There is a saying within the US Navy Seals special forces community: “…under pressure you do not rise to the occasion, you sink to the level of your training,...
There is a saying within the US Navy Seals special forces community: “…under pressure you do not rise to the occasion, you sink to the level of your training, which is why we train so hard.” The success, or otherwise, of their operations is determined by how well prepared they are for all eventualities and contingencies.
Historically, this has been the opposite of how lawyers in the commercial world train for their day job. Of course, there is some classroom learning, but the reality is that the partners of today at the leading law firms learned by doing and getting their hands dirty on real world cases and transactions. Reviewing and amending hundreds of documents meant that they learned what the key provisions were, where they were in the multitude of pages and why they were contained there in the first place. This meant that when the time came to negotiate deals and transactions as they became more senior, they knew the implications in the documents of the key issues that were being debated by their respective clients. This allowed them to give informed, commercial advice where they mapped the needs of their clients to the documents. The training ground for lawyers was live deals and not rehearsing things through training, unlike Navy Seals.
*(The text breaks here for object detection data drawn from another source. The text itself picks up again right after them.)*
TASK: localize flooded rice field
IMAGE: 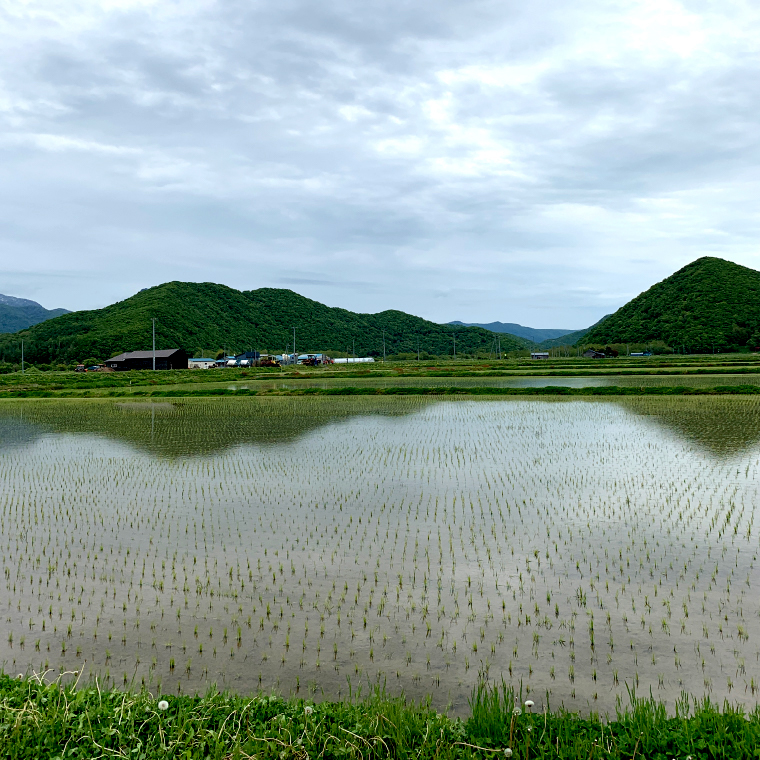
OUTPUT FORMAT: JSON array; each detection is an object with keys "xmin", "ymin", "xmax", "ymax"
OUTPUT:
[
  {"xmin": 168, "ymin": 374, "xmax": 760, "ymax": 390},
  {"xmin": 0, "ymin": 397, "xmax": 760, "ymax": 713}
]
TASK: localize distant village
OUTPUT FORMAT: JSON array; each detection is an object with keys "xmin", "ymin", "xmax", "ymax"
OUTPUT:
[{"xmin": 90, "ymin": 348, "xmax": 375, "ymax": 372}]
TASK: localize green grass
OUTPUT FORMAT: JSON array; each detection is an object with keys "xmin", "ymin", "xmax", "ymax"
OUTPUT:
[
  {"xmin": 0, "ymin": 385, "xmax": 760, "ymax": 399},
  {"xmin": 0, "ymin": 676, "xmax": 760, "ymax": 760}
]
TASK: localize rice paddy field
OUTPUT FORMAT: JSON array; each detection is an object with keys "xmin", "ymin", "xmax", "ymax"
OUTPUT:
[{"xmin": 0, "ymin": 396, "xmax": 760, "ymax": 714}]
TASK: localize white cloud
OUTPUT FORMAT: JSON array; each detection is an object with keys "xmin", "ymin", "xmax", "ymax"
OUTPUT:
[{"xmin": 0, "ymin": 0, "xmax": 760, "ymax": 327}]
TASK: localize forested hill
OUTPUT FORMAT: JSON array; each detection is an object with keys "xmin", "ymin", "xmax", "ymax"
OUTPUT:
[
  {"xmin": 583, "ymin": 257, "xmax": 760, "ymax": 352},
  {"xmin": 0, "ymin": 293, "xmax": 68, "ymax": 333},
  {"xmin": 0, "ymin": 282, "xmax": 529, "ymax": 364}
]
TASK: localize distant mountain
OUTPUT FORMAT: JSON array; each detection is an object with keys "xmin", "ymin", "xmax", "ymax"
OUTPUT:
[
  {"xmin": 0, "ymin": 282, "xmax": 530, "ymax": 363},
  {"xmin": 584, "ymin": 256, "xmax": 760, "ymax": 352},
  {"xmin": 449, "ymin": 322, "xmax": 573, "ymax": 343},
  {"xmin": 538, "ymin": 314, "xmax": 610, "ymax": 348},
  {"xmin": 0, "ymin": 293, "xmax": 69, "ymax": 333}
]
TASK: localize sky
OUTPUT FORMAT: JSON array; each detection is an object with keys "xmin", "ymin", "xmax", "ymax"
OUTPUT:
[{"xmin": 0, "ymin": 0, "xmax": 760, "ymax": 329}]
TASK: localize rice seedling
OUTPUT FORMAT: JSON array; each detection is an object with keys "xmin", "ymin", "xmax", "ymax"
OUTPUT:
[{"xmin": 0, "ymin": 397, "xmax": 760, "ymax": 709}]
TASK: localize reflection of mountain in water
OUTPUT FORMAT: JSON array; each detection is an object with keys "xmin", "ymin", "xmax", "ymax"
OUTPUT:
[
  {"xmin": 0, "ymin": 404, "xmax": 45, "ymax": 451},
  {"xmin": 0, "ymin": 396, "xmax": 760, "ymax": 457},
  {"xmin": 0, "ymin": 396, "xmax": 430, "ymax": 457},
  {"xmin": 617, "ymin": 396, "xmax": 760, "ymax": 457}
]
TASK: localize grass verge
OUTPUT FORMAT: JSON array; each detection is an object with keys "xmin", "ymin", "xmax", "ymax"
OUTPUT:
[
  {"xmin": 0, "ymin": 385, "xmax": 760, "ymax": 398},
  {"xmin": 0, "ymin": 675, "xmax": 760, "ymax": 760}
]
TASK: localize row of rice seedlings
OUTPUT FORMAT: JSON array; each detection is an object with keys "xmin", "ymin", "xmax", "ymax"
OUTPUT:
[{"xmin": 0, "ymin": 399, "xmax": 760, "ymax": 707}]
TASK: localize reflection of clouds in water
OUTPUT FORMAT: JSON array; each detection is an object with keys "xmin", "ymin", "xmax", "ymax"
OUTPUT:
[
  {"xmin": 616, "ymin": 396, "xmax": 760, "ymax": 457},
  {"xmin": 0, "ymin": 397, "xmax": 432, "ymax": 457},
  {"xmin": 0, "ymin": 416, "xmax": 45, "ymax": 452},
  {"xmin": 0, "ymin": 394, "xmax": 760, "ymax": 457},
  {"xmin": 0, "ymin": 398, "xmax": 760, "ymax": 712}
]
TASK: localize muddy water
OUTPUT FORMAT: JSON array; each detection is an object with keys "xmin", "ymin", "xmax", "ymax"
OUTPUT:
[{"xmin": 0, "ymin": 397, "xmax": 760, "ymax": 713}]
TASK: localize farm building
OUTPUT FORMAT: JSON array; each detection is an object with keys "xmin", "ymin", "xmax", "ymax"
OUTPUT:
[
  {"xmin": 106, "ymin": 348, "xmax": 188, "ymax": 370},
  {"xmin": 187, "ymin": 358, "xmax": 216, "ymax": 369}
]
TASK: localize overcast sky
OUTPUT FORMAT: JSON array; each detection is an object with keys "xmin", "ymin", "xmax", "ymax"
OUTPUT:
[{"xmin": 0, "ymin": 0, "xmax": 760, "ymax": 328}]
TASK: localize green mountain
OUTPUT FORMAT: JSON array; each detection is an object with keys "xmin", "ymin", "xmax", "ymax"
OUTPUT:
[
  {"xmin": 0, "ymin": 282, "xmax": 529, "ymax": 364},
  {"xmin": 0, "ymin": 293, "xmax": 68, "ymax": 333},
  {"xmin": 538, "ymin": 314, "xmax": 610, "ymax": 348},
  {"xmin": 449, "ymin": 321, "xmax": 573, "ymax": 343},
  {"xmin": 583, "ymin": 257, "xmax": 760, "ymax": 353}
]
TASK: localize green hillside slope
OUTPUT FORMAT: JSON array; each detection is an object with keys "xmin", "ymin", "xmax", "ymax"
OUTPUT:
[
  {"xmin": 0, "ymin": 282, "xmax": 528, "ymax": 363},
  {"xmin": 583, "ymin": 257, "xmax": 760, "ymax": 352}
]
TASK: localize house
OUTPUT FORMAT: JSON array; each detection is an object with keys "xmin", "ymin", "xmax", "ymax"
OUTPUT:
[
  {"xmin": 235, "ymin": 351, "xmax": 261, "ymax": 367},
  {"xmin": 106, "ymin": 348, "xmax": 187, "ymax": 371},
  {"xmin": 187, "ymin": 359, "xmax": 216, "ymax": 369}
]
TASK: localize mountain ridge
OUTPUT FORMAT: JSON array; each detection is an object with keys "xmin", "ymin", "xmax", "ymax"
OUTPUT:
[
  {"xmin": 584, "ymin": 256, "xmax": 760, "ymax": 353},
  {"xmin": 0, "ymin": 293, "xmax": 69, "ymax": 333},
  {"xmin": 446, "ymin": 320, "xmax": 578, "ymax": 343},
  {"xmin": 0, "ymin": 281, "xmax": 530, "ymax": 364}
]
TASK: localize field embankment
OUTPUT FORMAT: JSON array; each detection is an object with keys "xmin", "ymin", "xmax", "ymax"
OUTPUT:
[{"xmin": 0, "ymin": 676, "xmax": 760, "ymax": 760}]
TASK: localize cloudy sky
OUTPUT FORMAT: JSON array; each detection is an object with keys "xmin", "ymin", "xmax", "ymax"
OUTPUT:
[{"xmin": 0, "ymin": 0, "xmax": 760, "ymax": 328}]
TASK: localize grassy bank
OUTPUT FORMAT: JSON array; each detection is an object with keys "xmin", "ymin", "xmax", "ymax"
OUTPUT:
[
  {"xmin": 0, "ymin": 676, "xmax": 760, "ymax": 760},
  {"xmin": 0, "ymin": 385, "xmax": 760, "ymax": 399}
]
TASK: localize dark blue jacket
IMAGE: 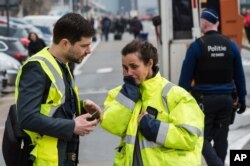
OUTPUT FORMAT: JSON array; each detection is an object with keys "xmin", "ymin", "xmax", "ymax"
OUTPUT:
[{"xmin": 179, "ymin": 31, "xmax": 246, "ymax": 102}]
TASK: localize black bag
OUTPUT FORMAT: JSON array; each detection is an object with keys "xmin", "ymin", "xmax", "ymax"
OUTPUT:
[{"xmin": 2, "ymin": 104, "xmax": 34, "ymax": 166}]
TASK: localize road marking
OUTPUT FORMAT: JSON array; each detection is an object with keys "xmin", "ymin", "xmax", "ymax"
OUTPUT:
[
  {"xmin": 96, "ymin": 67, "xmax": 113, "ymax": 73},
  {"xmin": 74, "ymin": 39, "xmax": 101, "ymax": 76}
]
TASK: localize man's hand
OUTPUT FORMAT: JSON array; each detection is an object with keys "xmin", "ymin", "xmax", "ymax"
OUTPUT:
[
  {"xmin": 74, "ymin": 113, "xmax": 98, "ymax": 136},
  {"xmin": 121, "ymin": 76, "xmax": 140, "ymax": 102},
  {"xmin": 83, "ymin": 99, "xmax": 102, "ymax": 120}
]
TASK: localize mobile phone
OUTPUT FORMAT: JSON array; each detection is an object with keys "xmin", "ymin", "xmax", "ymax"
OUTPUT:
[
  {"xmin": 146, "ymin": 106, "xmax": 158, "ymax": 119},
  {"xmin": 87, "ymin": 111, "xmax": 100, "ymax": 121}
]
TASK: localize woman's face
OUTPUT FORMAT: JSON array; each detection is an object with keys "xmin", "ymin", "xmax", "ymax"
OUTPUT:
[{"xmin": 122, "ymin": 52, "xmax": 153, "ymax": 84}]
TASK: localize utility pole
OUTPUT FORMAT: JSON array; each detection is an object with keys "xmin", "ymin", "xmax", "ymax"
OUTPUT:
[{"xmin": 5, "ymin": 0, "xmax": 10, "ymax": 36}]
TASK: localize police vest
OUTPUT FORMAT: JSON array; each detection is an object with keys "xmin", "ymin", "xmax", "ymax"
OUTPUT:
[
  {"xmin": 101, "ymin": 73, "xmax": 204, "ymax": 166},
  {"xmin": 194, "ymin": 34, "xmax": 233, "ymax": 85},
  {"xmin": 15, "ymin": 47, "xmax": 81, "ymax": 166}
]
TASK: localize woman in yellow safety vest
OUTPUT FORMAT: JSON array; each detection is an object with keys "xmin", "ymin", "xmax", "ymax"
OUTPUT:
[{"xmin": 101, "ymin": 40, "xmax": 204, "ymax": 166}]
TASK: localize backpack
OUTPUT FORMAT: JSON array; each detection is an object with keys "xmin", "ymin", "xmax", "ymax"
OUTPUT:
[{"xmin": 2, "ymin": 104, "xmax": 34, "ymax": 166}]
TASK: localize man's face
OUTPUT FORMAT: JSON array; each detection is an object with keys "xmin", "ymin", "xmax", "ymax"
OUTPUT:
[{"xmin": 66, "ymin": 37, "xmax": 92, "ymax": 64}]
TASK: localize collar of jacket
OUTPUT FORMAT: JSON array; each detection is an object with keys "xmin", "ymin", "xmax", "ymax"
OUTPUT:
[
  {"xmin": 140, "ymin": 72, "xmax": 163, "ymax": 96},
  {"xmin": 205, "ymin": 30, "xmax": 219, "ymax": 35}
]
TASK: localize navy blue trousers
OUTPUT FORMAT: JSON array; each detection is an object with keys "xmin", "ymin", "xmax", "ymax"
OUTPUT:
[{"xmin": 200, "ymin": 94, "xmax": 233, "ymax": 166}]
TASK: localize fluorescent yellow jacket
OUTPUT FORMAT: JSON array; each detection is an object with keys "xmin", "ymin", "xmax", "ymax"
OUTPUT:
[
  {"xmin": 15, "ymin": 48, "xmax": 80, "ymax": 166},
  {"xmin": 101, "ymin": 73, "xmax": 204, "ymax": 166}
]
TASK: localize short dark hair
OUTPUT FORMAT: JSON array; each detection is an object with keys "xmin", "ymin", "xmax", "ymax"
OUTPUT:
[
  {"xmin": 121, "ymin": 40, "xmax": 158, "ymax": 67},
  {"xmin": 53, "ymin": 13, "xmax": 94, "ymax": 44}
]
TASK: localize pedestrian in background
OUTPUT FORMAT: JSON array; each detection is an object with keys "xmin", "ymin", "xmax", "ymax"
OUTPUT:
[
  {"xmin": 101, "ymin": 16, "xmax": 112, "ymax": 41},
  {"xmin": 101, "ymin": 40, "xmax": 204, "ymax": 166},
  {"xmin": 130, "ymin": 16, "xmax": 143, "ymax": 39},
  {"xmin": 179, "ymin": 9, "xmax": 246, "ymax": 166},
  {"xmin": 28, "ymin": 32, "xmax": 46, "ymax": 56},
  {"xmin": 15, "ymin": 13, "xmax": 100, "ymax": 166},
  {"xmin": 243, "ymin": 9, "xmax": 250, "ymax": 43}
]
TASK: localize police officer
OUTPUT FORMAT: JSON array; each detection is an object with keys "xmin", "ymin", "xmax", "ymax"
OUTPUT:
[
  {"xmin": 179, "ymin": 9, "xmax": 246, "ymax": 166},
  {"xmin": 101, "ymin": 40, "xmax": 204, "ymax": 166},
  {"xmin": 15, "ymin": 13, "xmax": 100, "ymax": 166}
]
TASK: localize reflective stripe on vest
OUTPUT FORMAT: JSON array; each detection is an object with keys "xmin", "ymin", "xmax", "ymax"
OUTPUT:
[
  {"xmin": 176, "ymin": 124, "xmax": 202, "ymax": 137},
  {"xmin": 161, "ymin": 82, "xmax": 175, "ymax": 113},
  {"xmin": 156, "ymin": 82, "xmax": 202, "ymax": 144},
  {"xmin": 29, "ymin": 56, "xmax": 65, "ymax": 117},
  {"xmin": 123, "ymin": 135, "xmax": 161, "ymax": 149},
  {"xmin": 156, "ymin": 123, "xmax": 169, "ymax": 144},
  {"xmin": 139, "ymin": 139, "xmax": 161, "ymax": 150},
  {"xmin": 116, "ymin": 92, "xmax": 135, "ymax": 111},
  {"xmin": 123, "ymin": 135, "xmax": 136, "ymax": 144}
]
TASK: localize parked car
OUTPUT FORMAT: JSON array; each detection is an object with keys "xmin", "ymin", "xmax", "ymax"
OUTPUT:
[
  {"xmin": 0, "ymin": 36, "xmax": 28, "ymax": 63},
  {"xmin": 0, "ymin": 52, "xmax": 21, "ymax": 86},
  {"xmin": 0, "ymin": 24, "xmax": 29, "ymax": 47}
]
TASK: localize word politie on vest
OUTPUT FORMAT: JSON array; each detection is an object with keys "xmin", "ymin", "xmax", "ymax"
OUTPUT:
[{"xmin": 207, "ymin": 45, "xmax": 227, "ymax": 52}]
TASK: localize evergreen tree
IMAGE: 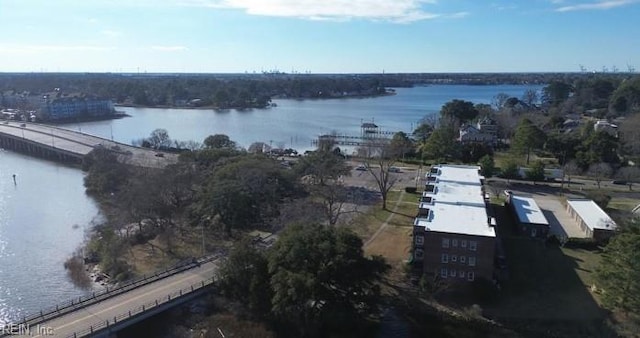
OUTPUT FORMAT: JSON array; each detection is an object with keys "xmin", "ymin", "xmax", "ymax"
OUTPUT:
[{"xmin": 512, "ymin": 119, "xmax": 546, "ymax": 164}]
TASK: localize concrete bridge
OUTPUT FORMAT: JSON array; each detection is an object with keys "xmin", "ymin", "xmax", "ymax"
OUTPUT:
[
  {"xmin": 0, "ymin": 121, "xmax": 178, "ymax": 168},
  {"xmin": 0, "ymin": 257, "xmax": 219, "ymax": 337}
]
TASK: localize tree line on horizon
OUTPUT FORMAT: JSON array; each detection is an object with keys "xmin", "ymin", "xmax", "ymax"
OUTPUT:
[{"xmin": 0, "ymin": 73, "xmax": 628, "ymax": 109}]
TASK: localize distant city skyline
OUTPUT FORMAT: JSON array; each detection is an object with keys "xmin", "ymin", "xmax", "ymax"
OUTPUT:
[{"xmin": 0, "ymin": 0, "xmax": 640, "ymax": 73}]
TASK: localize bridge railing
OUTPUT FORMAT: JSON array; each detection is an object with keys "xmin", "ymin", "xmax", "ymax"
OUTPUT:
[
  {"xmin": 67, "ymin": 277, "xmax": 215, "ymax": 338},
  {"xmin": 10, "ymin": 255, "xmax": 220, "ymax": 326}
]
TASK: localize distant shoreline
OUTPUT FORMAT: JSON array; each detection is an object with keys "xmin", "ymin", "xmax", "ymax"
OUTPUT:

What could change in the future?
The general counsel of a leading technology company recently stood up at the partner conference of one of the world’s largest law firms and told the assembled legal highflyers that the value of the commoditised work provided by their firm and for which they currently charge their clients will shortly be zero. Why? He was referring to the implications of artificial intelligence for law firms and how they operate. Historically the leading commercial law firms have charged their clients a lot of fees for deploying a large phalanx of junior lawyers to undertake what can broadly be called data checking or process driven activities. In a large litigation case, this could be a discovery exercise, in a merger or acquisitions deal, this could be the verification of warranties in the sale and purchase agreement and in a finance transaction, this could be the satisfaction of conditions precedent. The margins earned by law firms for this sort of work has been under attack for some time as clients have required that these sorts of activities should be done more cheaply, for example using offshore or onshore para-legals in urban centres where the cost of living is cheaper and hence the wages that need to be paid are lower.
However artificial intelligence threatens to take this attack to a new level. The use of this technology in law firms is in its infancy, partly because they pay out almost all their annual profits to the partners so have no war chest for IT investment and partly because these institutions are conservative when it comes to borrowing to invest in such areas. However, when one sees the current capabilities of Chat GPT or equivalent products it is clear that these data checking or process driven activities are fully capable of being undertaken by a machine learning platform. As AI begins to increasingly do this type of work, law firms may seek to avoid passing on this cost saving, but clients are too sophisticated for this to be a sustainable position, very quickly this will lead to no meaningful charge being levied for this work.
What implications will this have for law firms? They will have to reassess their business model. They will not need as many lawyers as AI will be undertaking a lot of the data checking and document drafting and reviewing. This will mean that there will be an inability to charge for the time of lots of lawyers which implies that law firms will need to charge much more for the value-added advice, for example partner time on the key strategy or negotiation issues. Think of the current model of seeking the advice of a KC on litigation matters. And for junior lawyers? Well, there are likely to be fewer of them because they will not be needed for the historic data checking and process driven activities and there will be far fewer opportunities for them to learn on the job by getting their hands dirty. They will handle entire documents far less so will lose sight of the architecture of their trade albeit they will need to focus on the key, value-add parts that are relevant to the case or transaction in hand. As a result, it is likely that law firms will have to fundamentally change their approach to training. They will need to take a leaf out of the book of the special forces communities and spend far more time on training their junior lawyers so that the partners of tomorrow have the sufficient depth of knowledge to justify their high charge out rates.